A kernel (also known as filter or feature detector) is a small matrix of numbers that is used to scan an image to extract features. By applying multiple kernels, a CNN can detect different features in the input image, such as edges, lines, and shapes, at different spatial locations.

A convolution involving a 3x3 kernel

A convolutional operation involves sliding a filter (also called a kernel or a window) over the input image, performing element-wise multiplication between the filter and the corresponding pixels in the input image, and then summing up the results to produce a single output value. The filter is typically much smaller than the input image.

Stride and Padding

Stride denotes how many steps we are moving in each step in convolution, which by default is 1.

No.of steps = 1 (Stride)

We can observe that the size of the output is smaller than the input. To maintain the dimension of output as in input, we use padding. Padding is a process of adding zeros to the input matrix symmetrically. In the following example, the extra grey blocks denote the padding. It is used to make the dimension of the output the same as the input.

Stride and Padding = 1

The CNN Architecture

I have tried to keep the math behind the explanation hidden in this blog for the sake of understanding easily. A glimpse of the network can understand the process which has been shown above.
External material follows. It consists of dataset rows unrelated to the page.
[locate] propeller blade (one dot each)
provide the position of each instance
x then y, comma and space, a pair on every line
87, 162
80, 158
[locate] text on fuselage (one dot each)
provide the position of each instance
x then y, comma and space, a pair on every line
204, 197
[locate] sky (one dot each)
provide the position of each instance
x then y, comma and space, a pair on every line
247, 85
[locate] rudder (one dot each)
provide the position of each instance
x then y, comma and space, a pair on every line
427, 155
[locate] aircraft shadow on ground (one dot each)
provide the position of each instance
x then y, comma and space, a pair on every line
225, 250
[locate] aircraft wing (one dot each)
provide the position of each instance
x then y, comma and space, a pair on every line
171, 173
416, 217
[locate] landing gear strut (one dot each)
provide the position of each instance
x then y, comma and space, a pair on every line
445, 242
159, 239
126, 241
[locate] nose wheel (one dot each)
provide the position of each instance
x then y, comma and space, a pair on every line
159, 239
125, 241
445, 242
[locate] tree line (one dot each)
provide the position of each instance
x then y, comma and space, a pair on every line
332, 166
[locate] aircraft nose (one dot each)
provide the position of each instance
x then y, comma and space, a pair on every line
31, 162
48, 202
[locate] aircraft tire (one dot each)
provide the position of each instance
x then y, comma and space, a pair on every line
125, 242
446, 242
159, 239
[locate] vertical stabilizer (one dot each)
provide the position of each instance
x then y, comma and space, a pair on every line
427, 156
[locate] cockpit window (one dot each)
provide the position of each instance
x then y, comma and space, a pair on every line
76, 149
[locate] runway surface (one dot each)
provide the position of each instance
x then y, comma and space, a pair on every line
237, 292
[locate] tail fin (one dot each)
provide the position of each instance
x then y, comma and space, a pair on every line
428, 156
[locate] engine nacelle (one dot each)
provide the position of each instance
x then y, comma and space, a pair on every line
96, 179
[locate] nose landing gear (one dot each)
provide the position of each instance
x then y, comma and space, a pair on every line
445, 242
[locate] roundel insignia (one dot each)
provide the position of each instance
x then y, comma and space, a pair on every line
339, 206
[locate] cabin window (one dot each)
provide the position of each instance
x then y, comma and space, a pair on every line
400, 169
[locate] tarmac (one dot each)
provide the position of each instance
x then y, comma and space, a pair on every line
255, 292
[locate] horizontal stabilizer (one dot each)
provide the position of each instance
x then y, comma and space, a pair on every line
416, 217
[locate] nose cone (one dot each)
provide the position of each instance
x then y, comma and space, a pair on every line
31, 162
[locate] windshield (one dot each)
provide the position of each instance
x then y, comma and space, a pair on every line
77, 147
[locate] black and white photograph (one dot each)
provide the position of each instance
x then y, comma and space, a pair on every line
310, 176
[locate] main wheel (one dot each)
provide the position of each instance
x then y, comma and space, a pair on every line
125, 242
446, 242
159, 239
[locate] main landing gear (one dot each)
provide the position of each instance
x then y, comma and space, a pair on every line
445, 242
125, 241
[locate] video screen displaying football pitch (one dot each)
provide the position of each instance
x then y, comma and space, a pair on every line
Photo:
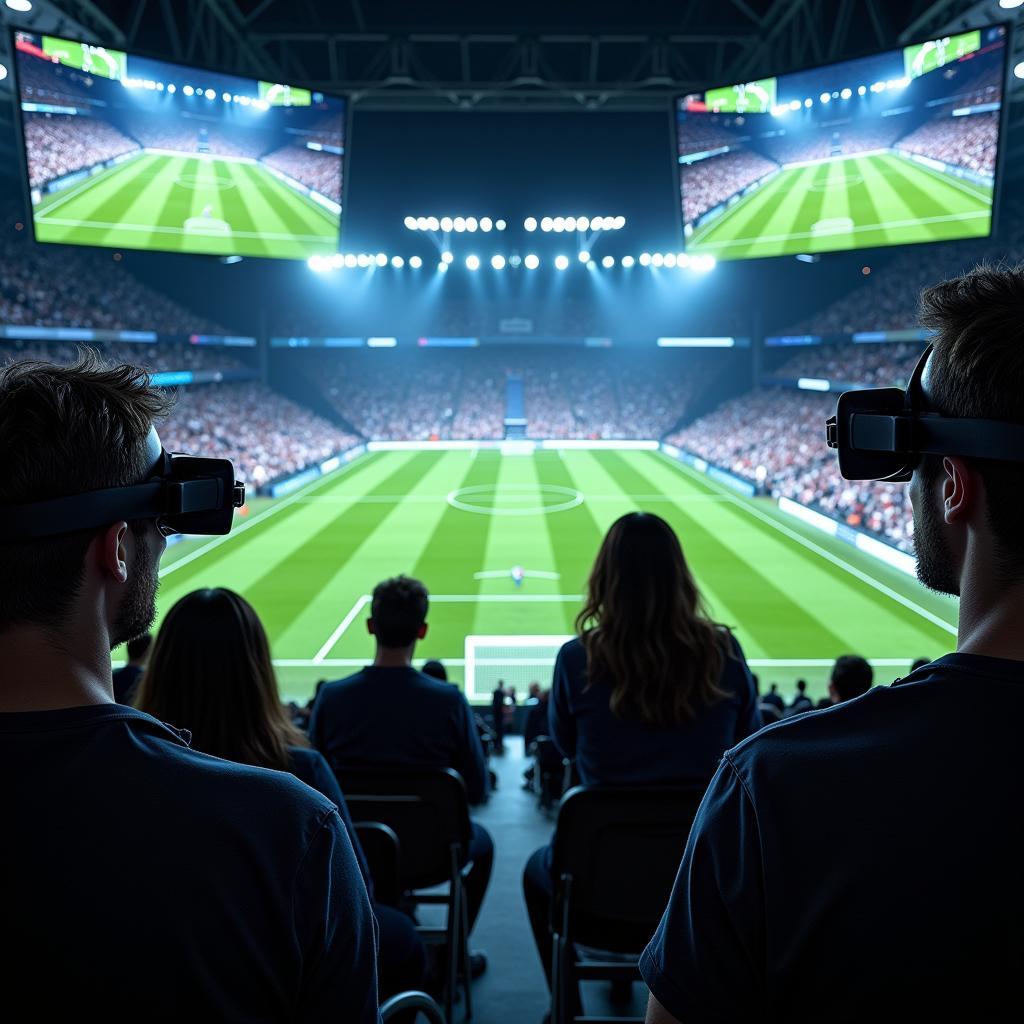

  1. Input Layer: This layer accepts the input image and passes it to the subsequent layers.
  2. Convolutional Layer: This layer applies a set of filters to the input image and performs the convolution operation to extract features from it. (As shown above)
  3. Activation Layer: This layer applies a non-linear activation function to the output of the convolutional layer to introduce non-linearity into the network. Most common being the ReLU and Sigmoid function.
Common Activation Functions

4. Pooling Layer: This layer reduces the spatial size of the feature maps generated by the convolutional layer by downsampling them. It is used between two convolution layers. If we apply Fully Connected Layers(7) after the Convolutional layer(2) without applying pooling or max pooling, then it will be computationally expensive and not beneficial. So, max pooling is the only way to reduce the spatial volume of the input image.

Max Pooling

In the above example, we have applied max pooling in a single depth slice with a Stride of 2. You can observe the 4 x 4 dimension input is reduced to 2x2 dimensions.

5. Dropout Layer: This layer randomly drops out some of the neurons in the network during training to prevent overfitting.

6. Flatten Layer: This layer converts the multi-dimensional feature maps generated by the previous layers into a one-dimensional vector that can be passed to a fully connected layer.

Working of Dropout and Flatten Layers

7. Fully Connected Layer: This layer connects every neuron in the previous layer to every neuron in the current layer, and performs a linear transformation followed by a non-linear activation function.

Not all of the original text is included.